More than a decade before helming the Royal Ballet of Flanders, Cherkaoui began his journey as a ballet choreographer. In fact, his affinity for ballet has led to some of his most enduring and high-profile works, and exciting cross-arts collaborations with visual artists (Marina Abramović, Amine Amharech, Hans Op de Beeck…), designers (Hedi Slimane, Karl Lagerfeld, Riccardo Tisci, Jan-Jan Van Essche…) and musicians (A Filetta, Woodkid, Felix Burton, to cite just a few).
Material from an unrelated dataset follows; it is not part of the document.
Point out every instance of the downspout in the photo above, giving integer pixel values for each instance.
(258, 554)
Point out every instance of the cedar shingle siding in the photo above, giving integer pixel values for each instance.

The first invitation to the world of western classical dance came from Jean-Christophe Maillot and the Ballet of Monte-Carlo for whom he made In Memoriam (2004), remarkably early in his career: this relationship also produced the unflinching yet beautiful gaze on colonial legacy, Mea Culpa (2006), and 2017’s sombre reflection around mortality, Memento Mori. Loin (2005) originally made for the Grand Théâtre du Genève, End (2006) for the Cullberg Ballet, L’Homme de Bois (2006) for the Royal Danish Ballet, Labyrinth (2011) for the Dutch National Ballet and Boléro (2013) for the Paris Opera Ballet, with choreographer Damien Jalet and performance artist Marina Abramović, were the result of memorable encounters with ballet companies across Europe.

He has also created pieces for celebrated principal dancers like Natalia Osipova (the trio Qutb, 2016), Carlos Acosta (the duet Mermaid, 2017), Marie-Agnès Gillot and Friedemann Vogel (a site-responsive duet from Firebird for the Fondation Louis Vuitton, 2017).